Un an déjà qu’a été totalement oublié ce fameux postulat du « en même temps ». En effet, après avoir tenté de relativiser la gravité de la situation du Coronavirus en rappelant le nombre de morts dû à la grippe saisonnière, ce gouvernement a enfin cessé de tergiverser et fait son « coming out ». Et, oublié donc l’idée de faire « en même temps » plaisir à certains « corps intermédiaires pourtant indispensables et autres lobbies bureaucratiques » qui comme on le sait tous, ne font que protéger leurs parts de gâteau au dépends de la collectivité.

Dès l’assouplissement du confinement donc, un changement autoritaire de cap fut pris afin de remettre la France sur les rails.

Qu’est-ce que cette pandémie nous a appris :

-Que nous étions dotés d’une assez faible résilience

Dans un pays où les citoyens ont perdu toute mémoire des risques, dont du risque infectieux, c’est évident, ils n’ont pu développer des capacités de résilience.
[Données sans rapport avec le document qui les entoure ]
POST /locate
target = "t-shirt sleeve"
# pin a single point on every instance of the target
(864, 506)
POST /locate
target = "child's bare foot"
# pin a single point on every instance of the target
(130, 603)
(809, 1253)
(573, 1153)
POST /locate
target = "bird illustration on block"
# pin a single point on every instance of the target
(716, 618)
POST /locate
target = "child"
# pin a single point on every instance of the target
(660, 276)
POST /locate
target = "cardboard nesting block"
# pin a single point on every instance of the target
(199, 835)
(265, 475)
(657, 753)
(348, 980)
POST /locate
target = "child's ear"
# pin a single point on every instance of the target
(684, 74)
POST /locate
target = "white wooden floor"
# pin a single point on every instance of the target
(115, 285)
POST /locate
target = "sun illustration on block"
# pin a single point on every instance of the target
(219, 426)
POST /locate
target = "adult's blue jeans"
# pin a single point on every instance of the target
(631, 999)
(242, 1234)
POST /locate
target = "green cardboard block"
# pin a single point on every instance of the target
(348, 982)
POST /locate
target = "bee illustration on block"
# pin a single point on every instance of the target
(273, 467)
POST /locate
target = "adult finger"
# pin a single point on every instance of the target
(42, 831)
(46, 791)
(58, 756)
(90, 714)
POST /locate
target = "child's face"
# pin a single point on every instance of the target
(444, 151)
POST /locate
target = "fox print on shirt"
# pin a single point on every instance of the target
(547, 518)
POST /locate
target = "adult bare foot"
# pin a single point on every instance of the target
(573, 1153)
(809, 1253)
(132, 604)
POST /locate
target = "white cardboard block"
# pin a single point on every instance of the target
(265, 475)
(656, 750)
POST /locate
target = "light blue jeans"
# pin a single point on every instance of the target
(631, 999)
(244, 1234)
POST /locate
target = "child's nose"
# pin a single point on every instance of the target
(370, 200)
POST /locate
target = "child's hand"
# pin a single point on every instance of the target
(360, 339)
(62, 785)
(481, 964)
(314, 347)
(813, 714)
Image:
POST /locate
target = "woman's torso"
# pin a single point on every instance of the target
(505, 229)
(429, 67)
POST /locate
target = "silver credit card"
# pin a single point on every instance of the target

D’autre part, ces Français vivaient pour une assez grande majorité d’entre eux (hors Gilets jaunes périphériques) et depuis 40 ans dans un confort douillet, où la mort était devenue lointaine. Un pays ou la valeur de la vie humaine avait aussi énormément augmenté. Enfin, un pays ou on avait oublié la précarité de l’être

Et, enfin un pays ou les citoyens pensaient avoir le meilleur système de santé du monde. Ils se sont aperçus que cette confiance dans ce système sanitaire était relativement infondée, celui-ci n’était tout simplement pas préparé pour une épidémie. Une pandémie qui arrivait de surcroît en période de vacances scolaires et donc d’absences. Lire comparatif secteur de la santé  

https://bernard-jomard.com/2017/06/01/recherche-sur-le-cancer-en-chine/

Des Français qui furent sidérés aussi devant l’absence de masques, de tests, et de lits de réanimation. Et, qui se rendirent compte tardivement qu’aucun de ces équipements et consommables indispensables lors d’une pandémie n’étaient fabriqués en France.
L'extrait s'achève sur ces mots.